Most organizations depend on the web to collect data that is important to their decision making process. Automating data collection from websites can significantly help businesses reduce time, costs and manual errors.
Content Grabber – an advanced web scraping software application can help businesses automatically harvest data from the web. Content Grabber requires no programming. Content Grabber has a very unique feature – “self-contained agent” that provides a way for web scraping via agent assisted automation.
The self-contained agent feature is only available in the Professional & Premium version of Content Grabber.
What is Self Contained Agent?
A self-contained agent is a wrapper for your Content Grabber project making it independent of what the user might have installed. It is a single executable containing all resources and the runtime. One can execute the self-contained agent on any machine that has the windows operating system running.
The Content Grabber Self-Contained web scraping agent can be distributed royalty free. It can run without the need for the Content Grabber software to be present on target computer.
New business opportunity
Not only can a self-contained agents be distributed royalty free, they can also be white-labelled (branded) with you own company logos. This means businesses can create and package their own web scraping creations and sell them. A good opportunity for new business revenue.

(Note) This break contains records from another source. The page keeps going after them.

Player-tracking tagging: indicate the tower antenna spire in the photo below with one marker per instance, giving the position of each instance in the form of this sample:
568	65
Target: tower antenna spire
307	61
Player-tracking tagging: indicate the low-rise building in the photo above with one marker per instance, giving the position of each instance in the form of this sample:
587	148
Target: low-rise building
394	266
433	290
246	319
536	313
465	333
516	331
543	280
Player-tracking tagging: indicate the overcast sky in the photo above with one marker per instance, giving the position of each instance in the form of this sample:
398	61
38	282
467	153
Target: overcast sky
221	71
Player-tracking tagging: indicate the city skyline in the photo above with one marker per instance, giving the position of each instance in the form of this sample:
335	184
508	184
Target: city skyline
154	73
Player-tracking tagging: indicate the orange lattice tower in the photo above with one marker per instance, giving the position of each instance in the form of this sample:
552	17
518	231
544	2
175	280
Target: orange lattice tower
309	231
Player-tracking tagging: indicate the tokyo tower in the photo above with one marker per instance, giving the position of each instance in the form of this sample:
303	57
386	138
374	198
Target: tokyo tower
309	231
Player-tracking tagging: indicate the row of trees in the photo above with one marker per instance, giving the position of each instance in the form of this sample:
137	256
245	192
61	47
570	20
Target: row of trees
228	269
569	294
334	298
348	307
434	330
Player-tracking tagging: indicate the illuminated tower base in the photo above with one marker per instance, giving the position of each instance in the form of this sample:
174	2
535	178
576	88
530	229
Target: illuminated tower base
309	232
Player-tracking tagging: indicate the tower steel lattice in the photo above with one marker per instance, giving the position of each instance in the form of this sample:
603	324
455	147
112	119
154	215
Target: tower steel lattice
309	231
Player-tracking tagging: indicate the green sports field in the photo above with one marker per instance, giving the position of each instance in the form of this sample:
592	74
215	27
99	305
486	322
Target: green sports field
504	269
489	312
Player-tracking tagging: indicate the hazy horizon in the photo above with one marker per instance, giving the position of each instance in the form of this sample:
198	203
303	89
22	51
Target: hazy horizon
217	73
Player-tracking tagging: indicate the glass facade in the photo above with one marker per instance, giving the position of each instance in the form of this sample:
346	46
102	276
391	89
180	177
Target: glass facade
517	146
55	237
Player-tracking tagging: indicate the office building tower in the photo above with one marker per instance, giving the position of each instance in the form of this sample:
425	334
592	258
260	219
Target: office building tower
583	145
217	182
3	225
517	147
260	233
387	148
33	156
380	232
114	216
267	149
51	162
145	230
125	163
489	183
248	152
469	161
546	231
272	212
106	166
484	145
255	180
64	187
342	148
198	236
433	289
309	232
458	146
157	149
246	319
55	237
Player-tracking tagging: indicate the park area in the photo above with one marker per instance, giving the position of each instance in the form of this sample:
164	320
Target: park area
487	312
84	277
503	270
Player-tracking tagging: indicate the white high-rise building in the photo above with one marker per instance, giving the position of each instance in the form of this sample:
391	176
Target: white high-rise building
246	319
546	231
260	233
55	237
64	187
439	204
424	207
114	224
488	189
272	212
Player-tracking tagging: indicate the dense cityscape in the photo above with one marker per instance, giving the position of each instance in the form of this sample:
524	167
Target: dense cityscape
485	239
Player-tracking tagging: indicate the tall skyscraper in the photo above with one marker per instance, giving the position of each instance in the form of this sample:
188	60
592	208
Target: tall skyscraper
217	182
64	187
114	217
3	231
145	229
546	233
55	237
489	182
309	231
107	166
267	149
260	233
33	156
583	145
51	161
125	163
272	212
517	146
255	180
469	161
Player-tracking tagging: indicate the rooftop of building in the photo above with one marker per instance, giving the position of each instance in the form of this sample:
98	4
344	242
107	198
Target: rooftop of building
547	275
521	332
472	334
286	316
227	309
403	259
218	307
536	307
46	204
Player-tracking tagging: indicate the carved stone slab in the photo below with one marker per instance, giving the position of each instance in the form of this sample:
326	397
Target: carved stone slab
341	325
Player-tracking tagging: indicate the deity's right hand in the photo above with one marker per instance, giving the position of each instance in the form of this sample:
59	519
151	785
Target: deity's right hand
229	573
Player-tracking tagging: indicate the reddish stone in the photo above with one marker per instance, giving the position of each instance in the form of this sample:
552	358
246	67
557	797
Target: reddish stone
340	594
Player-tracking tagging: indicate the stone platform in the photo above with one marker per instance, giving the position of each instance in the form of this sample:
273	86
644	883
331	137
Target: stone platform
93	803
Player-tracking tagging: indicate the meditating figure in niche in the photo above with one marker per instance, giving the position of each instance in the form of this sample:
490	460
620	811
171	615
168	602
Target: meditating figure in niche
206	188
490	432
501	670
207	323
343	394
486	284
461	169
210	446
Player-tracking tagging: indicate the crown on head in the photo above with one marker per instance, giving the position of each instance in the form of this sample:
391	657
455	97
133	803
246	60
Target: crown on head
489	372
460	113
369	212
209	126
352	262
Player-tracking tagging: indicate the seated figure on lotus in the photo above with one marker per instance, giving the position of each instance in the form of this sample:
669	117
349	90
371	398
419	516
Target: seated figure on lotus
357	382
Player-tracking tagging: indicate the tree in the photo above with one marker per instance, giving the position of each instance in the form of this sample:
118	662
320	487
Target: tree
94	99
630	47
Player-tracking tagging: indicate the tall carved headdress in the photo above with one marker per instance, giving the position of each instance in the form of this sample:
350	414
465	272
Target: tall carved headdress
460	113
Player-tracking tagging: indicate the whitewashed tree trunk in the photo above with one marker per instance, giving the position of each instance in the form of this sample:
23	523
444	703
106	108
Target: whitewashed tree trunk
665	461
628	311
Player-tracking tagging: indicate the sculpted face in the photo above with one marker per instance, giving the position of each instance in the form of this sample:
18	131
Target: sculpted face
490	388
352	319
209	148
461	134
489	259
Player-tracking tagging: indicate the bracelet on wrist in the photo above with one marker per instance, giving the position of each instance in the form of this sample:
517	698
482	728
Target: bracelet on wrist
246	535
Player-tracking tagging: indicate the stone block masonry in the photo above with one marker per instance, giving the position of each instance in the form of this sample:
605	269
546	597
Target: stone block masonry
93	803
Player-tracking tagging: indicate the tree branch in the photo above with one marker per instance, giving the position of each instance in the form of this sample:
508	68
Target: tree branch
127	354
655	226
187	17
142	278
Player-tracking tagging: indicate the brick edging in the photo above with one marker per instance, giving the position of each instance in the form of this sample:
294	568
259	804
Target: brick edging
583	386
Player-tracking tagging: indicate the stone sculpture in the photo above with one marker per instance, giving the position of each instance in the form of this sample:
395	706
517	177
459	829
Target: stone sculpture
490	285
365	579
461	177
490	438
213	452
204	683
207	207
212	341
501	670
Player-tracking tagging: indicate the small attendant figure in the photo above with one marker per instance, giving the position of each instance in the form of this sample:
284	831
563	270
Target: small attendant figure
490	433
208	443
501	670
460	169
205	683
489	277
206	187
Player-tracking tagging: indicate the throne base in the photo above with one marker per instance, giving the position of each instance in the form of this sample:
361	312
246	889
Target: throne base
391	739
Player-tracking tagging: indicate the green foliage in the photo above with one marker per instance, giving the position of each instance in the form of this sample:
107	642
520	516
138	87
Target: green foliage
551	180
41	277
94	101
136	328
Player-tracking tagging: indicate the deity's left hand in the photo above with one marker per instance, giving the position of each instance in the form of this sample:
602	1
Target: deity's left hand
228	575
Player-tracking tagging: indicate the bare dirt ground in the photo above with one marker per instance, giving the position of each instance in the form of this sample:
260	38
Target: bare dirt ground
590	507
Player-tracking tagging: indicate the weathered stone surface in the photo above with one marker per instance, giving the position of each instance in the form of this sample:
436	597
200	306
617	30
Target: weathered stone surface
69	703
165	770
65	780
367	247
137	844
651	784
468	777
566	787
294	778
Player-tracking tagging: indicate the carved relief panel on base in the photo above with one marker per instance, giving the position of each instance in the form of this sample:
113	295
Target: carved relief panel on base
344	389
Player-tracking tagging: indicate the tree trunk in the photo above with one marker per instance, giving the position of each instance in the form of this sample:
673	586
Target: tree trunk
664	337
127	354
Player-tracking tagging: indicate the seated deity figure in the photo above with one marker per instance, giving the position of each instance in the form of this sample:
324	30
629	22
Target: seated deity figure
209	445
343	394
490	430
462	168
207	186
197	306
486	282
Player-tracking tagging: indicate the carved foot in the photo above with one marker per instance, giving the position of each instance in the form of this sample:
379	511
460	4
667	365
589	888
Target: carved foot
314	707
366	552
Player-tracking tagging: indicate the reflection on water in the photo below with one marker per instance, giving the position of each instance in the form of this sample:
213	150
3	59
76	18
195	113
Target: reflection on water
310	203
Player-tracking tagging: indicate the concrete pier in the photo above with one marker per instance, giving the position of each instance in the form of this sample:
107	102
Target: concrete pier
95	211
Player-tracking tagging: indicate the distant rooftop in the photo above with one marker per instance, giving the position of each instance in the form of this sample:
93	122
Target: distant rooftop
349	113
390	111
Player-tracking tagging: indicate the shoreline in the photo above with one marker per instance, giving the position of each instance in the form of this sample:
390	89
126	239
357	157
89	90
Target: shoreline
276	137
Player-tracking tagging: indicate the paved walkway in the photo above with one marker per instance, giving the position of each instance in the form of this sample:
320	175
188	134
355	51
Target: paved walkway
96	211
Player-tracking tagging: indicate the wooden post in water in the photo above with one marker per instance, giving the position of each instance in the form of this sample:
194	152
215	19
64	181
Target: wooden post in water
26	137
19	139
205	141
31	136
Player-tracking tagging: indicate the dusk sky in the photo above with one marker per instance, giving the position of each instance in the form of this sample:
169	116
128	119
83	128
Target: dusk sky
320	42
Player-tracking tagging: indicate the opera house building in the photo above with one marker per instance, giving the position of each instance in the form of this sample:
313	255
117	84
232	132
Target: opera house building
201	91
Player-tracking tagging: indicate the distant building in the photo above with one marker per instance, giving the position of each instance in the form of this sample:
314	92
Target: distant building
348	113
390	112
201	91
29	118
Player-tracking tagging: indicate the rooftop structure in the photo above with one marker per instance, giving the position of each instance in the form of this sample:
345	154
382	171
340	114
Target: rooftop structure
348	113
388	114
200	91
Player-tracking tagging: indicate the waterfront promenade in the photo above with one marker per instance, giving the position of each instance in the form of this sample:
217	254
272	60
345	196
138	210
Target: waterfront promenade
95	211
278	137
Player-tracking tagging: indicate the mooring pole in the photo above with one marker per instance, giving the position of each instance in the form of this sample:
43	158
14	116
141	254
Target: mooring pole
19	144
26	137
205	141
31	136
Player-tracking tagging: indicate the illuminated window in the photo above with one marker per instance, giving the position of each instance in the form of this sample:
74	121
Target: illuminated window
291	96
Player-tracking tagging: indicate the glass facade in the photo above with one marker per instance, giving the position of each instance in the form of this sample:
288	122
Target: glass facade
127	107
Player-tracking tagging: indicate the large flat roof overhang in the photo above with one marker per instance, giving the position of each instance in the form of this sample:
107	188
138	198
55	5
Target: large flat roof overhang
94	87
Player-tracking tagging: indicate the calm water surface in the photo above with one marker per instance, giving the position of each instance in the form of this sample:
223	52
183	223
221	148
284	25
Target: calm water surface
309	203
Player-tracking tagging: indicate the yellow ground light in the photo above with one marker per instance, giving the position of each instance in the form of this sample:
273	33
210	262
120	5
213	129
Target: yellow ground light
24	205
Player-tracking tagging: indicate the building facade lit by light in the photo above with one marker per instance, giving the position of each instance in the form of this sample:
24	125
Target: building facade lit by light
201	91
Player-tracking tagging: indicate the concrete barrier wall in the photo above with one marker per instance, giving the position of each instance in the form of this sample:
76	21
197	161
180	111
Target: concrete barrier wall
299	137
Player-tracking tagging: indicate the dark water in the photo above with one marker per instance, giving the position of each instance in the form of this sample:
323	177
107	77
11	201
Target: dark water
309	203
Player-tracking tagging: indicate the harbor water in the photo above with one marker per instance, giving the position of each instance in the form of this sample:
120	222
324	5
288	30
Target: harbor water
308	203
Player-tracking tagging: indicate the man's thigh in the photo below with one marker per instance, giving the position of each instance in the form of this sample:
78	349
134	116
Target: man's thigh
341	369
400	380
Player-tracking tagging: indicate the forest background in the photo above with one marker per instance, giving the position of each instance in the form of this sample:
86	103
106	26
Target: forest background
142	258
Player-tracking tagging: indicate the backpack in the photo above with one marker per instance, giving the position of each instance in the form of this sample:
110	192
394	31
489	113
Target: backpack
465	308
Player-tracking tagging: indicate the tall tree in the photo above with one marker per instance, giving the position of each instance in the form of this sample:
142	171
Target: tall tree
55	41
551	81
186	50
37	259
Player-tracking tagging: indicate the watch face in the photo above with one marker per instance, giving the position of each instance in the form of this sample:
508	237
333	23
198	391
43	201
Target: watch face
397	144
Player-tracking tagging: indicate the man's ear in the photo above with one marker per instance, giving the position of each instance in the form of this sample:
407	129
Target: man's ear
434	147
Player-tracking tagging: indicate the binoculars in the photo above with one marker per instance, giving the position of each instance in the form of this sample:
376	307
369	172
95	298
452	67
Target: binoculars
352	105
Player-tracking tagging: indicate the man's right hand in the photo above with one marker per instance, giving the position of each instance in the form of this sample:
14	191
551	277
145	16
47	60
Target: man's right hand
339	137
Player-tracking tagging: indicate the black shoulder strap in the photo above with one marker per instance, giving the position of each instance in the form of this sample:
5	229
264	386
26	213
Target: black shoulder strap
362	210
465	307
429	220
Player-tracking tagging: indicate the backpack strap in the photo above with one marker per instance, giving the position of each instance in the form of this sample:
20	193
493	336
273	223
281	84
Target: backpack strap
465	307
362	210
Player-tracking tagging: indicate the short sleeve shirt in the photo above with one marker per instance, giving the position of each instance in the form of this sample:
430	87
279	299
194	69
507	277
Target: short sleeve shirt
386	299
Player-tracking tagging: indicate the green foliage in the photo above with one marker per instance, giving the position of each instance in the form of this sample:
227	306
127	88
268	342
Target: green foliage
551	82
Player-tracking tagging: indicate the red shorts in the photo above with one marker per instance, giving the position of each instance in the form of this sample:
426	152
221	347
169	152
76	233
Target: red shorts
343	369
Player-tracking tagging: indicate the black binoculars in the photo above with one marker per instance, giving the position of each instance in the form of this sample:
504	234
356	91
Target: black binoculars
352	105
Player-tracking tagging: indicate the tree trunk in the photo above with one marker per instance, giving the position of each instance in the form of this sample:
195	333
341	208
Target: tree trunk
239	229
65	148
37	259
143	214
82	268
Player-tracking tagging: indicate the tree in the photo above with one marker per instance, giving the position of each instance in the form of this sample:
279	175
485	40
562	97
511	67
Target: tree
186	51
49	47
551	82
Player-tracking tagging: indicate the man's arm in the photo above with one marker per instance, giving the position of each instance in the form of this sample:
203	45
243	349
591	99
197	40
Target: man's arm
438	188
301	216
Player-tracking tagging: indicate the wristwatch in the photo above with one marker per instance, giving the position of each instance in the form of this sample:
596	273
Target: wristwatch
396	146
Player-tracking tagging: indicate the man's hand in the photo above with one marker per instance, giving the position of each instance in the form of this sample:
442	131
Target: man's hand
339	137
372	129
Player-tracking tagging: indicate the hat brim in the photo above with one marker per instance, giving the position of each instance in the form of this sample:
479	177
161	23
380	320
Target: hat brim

Some example applications include:
- Brand monitoring – extract text when a company name is mentioned on social media sites
- Executive recruiting – monitor sites for changes in executive profile status
- Scan web email for prospect customer details.
Content Grabber Self-Contained Agent in Action
Working with Content Grabber feels natural. Content Grabber offers the use of its visual editor with a point and click wizard based tool that can be used to create self-contained web scraping agent.
How to create self-contained web scraping agent?
To create a self-contained agent, simply go to Main Menu, Select File->Export Agent.
The following dialog will popup:
Then check “Create Self-Contained Agent” option in the Export Agent Dialog box.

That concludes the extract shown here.